The Jr. A league of Eastern Ontario is known to be a feeder league for various professional and higher-level junior hockey leagues across North America.
These leagues consist of the more obvious – the OHL and the QMJHL – where many former CCHL journeymen find themselves. The list includes many, such as flashy forward Nathan Pancel of the Sudbury Wolves, and top prospect Remi Elie who sports a London Knights sweater.
However due to the volume of graduates, the CCHL most notably acts as a feeder and development league for the NCAA. With multiple players committing from all over North America, the CCHL has already produced 4 official college commits this year, some in the near future and some a few years down the road.
Looking at the list of players, you will see that there is no shortage of talent in the group that has already signed themselves off for the seasons to come.
Eric Israel – Robert Morris University (2015-16)

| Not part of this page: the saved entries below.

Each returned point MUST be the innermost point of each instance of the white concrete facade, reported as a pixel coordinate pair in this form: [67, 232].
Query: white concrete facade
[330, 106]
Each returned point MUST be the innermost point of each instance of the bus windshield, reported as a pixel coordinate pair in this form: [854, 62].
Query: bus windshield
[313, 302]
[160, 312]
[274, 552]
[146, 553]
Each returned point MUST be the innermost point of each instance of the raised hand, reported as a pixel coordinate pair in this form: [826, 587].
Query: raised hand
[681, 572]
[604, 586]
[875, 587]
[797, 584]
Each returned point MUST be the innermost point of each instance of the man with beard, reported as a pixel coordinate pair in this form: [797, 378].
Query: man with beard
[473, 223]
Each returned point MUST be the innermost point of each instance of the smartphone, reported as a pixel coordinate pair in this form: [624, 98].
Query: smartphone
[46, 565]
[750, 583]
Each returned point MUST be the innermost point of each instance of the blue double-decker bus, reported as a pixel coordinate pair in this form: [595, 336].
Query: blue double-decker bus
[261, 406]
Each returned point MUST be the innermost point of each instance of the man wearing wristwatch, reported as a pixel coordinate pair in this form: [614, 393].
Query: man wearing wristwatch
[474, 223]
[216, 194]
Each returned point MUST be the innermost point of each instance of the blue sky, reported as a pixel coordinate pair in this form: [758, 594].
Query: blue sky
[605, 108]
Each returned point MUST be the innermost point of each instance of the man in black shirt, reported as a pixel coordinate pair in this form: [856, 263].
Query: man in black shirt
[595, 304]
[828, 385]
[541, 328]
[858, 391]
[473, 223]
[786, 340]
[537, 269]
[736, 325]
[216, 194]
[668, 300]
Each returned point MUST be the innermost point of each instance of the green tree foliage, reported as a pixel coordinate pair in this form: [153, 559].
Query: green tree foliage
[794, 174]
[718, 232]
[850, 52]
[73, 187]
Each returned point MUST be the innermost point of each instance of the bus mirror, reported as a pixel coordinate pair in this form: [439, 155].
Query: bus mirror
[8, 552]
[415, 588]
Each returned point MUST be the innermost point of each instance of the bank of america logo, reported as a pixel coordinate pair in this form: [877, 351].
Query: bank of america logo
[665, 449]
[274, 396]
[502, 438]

It’s hard to imagine the kind of damage that Eric Israel will do next season for the Brockville Braves, as he already looks like a season Jr. A veteran in his rookie campaign this year.
I’ve seen Israel play 3 times this season – one thing that I continue to notice from him is the consistency in his game. Rarely do you see a giveaway or lapse on the defensive end of the puck, and on the other side of the ice he’s even more impressive.
The offensive side of this game is a combination of mobility and smarts, proving to be the creator of many Braves scoring opportunities, also using his quick feet to make open space for himself almost at will.
With 21 points in 26 games, by far the most of any D-man on the Braves; the 95-born RMU commit has proven to be a big part of a Brockville squad that currently sits 3rd in their division. Expect his play to only get better as the years goes on.
Jimmy Roll – Lake Superior State University (2014-15)
An import of the Carleton Place Canadians from West Seneca, NY has joined the Superior State team for next season.
Roll is a guy who’s moved around the Jr. A ranks quite a bit. Last season he found himself playing Tier 1 Junior hockey in the United States, finding a home with the USHL’s Des Moines Buccaneers in Iowa. He amassed a total of just 12 points, however this was while playing at the high level of hockey that the USHL advertises
This has clearly helped him along in his return to Canadian Tier 2 hockey, as he is a point per game player with CPC, helping establish the Canadians as the best team in the CCHL.
Next season, a new task is ahead of Roll. With the success of the Canadians combined with the experience of playing for such a good hockey club, it’ll be interesting to see how he’ll fare in his return to American hockey.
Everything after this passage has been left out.